SoGanja has become known for its beverages. Why are sodas so successful?
Carver says the idea was simple.
“If it ain’t broke, don’t fix it,” he said.
Rather than creating unfamiliar flavor combinations, SoGanja looked to the drinks consumers already enjoy.
“If you went to the grocery store to buy a drink, you’re going to get Coke, Pepsi, Dr Pepper, Mountain Dew, root beer, or Sprite,” Carver said. “You have a classic slew of things.”
That philosophy has helped the company develop a lineup that includes root beer, grape, orange cream, and an upcoming cherry cola.
“We’re using real maraschino cherry flavoring,” Carver said. “We don’t use nonsense in our drinks. We use real organic fruit powders and aged vanilla, and we let our drinks brew.”
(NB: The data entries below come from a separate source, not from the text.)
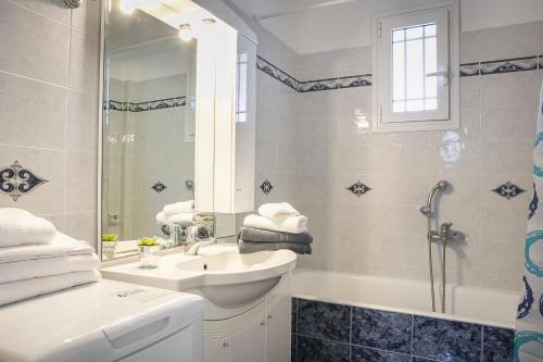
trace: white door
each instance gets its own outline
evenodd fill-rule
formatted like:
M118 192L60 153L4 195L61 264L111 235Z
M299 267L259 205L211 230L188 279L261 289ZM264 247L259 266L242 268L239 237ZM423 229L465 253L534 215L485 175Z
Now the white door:
M290 361L292 301L290 277L266 301L266 362Z
M230 336L231 362L265 362L266 323L264 305L255 310L247 323L237 326Z
M229 362L230 342L228 338L204 339L204 362Z

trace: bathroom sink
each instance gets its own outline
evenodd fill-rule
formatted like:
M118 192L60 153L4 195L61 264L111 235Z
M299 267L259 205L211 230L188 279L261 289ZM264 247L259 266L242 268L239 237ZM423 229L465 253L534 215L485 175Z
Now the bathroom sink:
M162 255L153 270L127 263L101 272L110 279L194 292L214 310L235 311L257 302L294 269L295 261L290 250L240 254L236 245L217 244L200 249L199 255Z

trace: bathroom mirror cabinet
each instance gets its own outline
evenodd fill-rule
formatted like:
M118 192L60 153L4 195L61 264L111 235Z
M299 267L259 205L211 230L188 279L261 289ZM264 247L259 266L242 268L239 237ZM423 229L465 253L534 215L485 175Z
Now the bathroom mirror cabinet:
M102 260L235 235L254 203L254 33L220 1L108 0L102 49Z

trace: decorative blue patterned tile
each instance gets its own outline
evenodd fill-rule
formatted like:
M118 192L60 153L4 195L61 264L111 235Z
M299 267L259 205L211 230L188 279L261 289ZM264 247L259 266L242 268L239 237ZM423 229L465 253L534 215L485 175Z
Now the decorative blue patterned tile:
M351 307L300 299L298 333L349 342Z
M466 63L460 65L460 77L469 77L479 74L479 63Z
M292 88L294 90L299 90L299 88L300 88L299 82L293 76L281 71L279 67L275 66L274 64L272 64L270 62L268 62L267 60L265 60L264 58L262 58L260 55L256 57L256 67L260 71L269 75L270 77L289 86L290 88Z
M409 353L413 316L411 314L353 308L353 345Z
M110 100L104 102L104 110L119 111L119 112L147 112L156 111L168 108L185 107L187 105L187 97L172 97L164 99L155 99L144 102L119 102L115 100Z
M298 333L296 321L298 321L298 298L292 298L292 326L291 326L292 333Z
M352 346L351 362L411 362L411 355Z
M483 327L483 362L513 362L513 338L510 329Z
M339 78L301 82L299 91L306 92L306 91L338 89L339 83L340 83Z
M350 354L346 344L298 336L298 362L349 362Z
M503 196L507 200L510 200L514 197L525 192L526 190L521 189L519 186L513 184L512 182L507 182L505 184L500 185L492 191L496 192L500 196Z
M274 189L274 185L266 178L261 185L262 192L268 195Z
M415 315L413 354L438 361L480 361L481 326Z
M11 197L13 201L17 201L47 182L30 168L22 166L18 161L0 168L0 191Z
M353 75L338 78L339 88L355 88L371 86L371 74Z
M371 190L370 187L368 187L367 185L364 185L361 182L356 182L355 184L349 186L346 189L350 190L351 192L353 192L354 195L356 195L357 197L361 197L364 194L366 194L367 191Z
M164 191L167 187L166 185L164 185L163 183L161 182L157 182L156 184L154 184L153 186L151 186L151 188L153 190L155 190L156 192L161 194L162 191Z
M290 361L296 361L296 351L298 351L298 335L290 334Z
M481 75L533 71L538 68L538 57L506 59L501 61L481 62Z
The company’s root beer has become its flagship product, earning High Times’ Best Edible award in 2024.
“We don’t put trash in our drinks,” Carver said. “We put the full spectrum in our drinks. We don’t even make one-gram units of rosin, so the boutique, primo, top-tier rosin that we make is going in that drink.”
While awards are meaningful, Carver says customer stories remain the most rewarding part of the job.
“One of our owners was wearing a SoGanja shirt at a dispensary, and a lady tapped him on the shoulder,” Carver said. “She started crying and said she’d been drinking our sodas for a year to get off pharmaceutical pills.
“Things like that just keep you going.”

What’s next for SoGanja?
The company’s next chapter includes cultivation.
“We have a giant facility that we’re building out,” Carver said. “We’re doing super boutique, small rooms.”
The facility will incorporate tissue culture from the beginning while focusing on preserving heirloom genetics.
“We have groups that have seeds from the ’70s,” Carver said. “These old Acapulco Gold and Colombian Haze genetics, these old landraces, we’re putting through tissue culture.”
For Carver, the goal isn’t producing the strongest flower in the state. It’s recreating an experience.
“I want to present something to Greg and Sarah where they smell it, and it takes them right back to the ’70s,” Carver said.
“That is the goal.”
What advice would you leave for someone interested in cannabis manufacturing?
“I think there are so many cool things about this industry that it’s about finding something that relates to you,” Carver said.
“Whether it’s sales, manufacturing, growing, consulting, or anything else, find what relates to you and what really drives you.
“Be passionate and find something relatable. That’s the biggest thing.”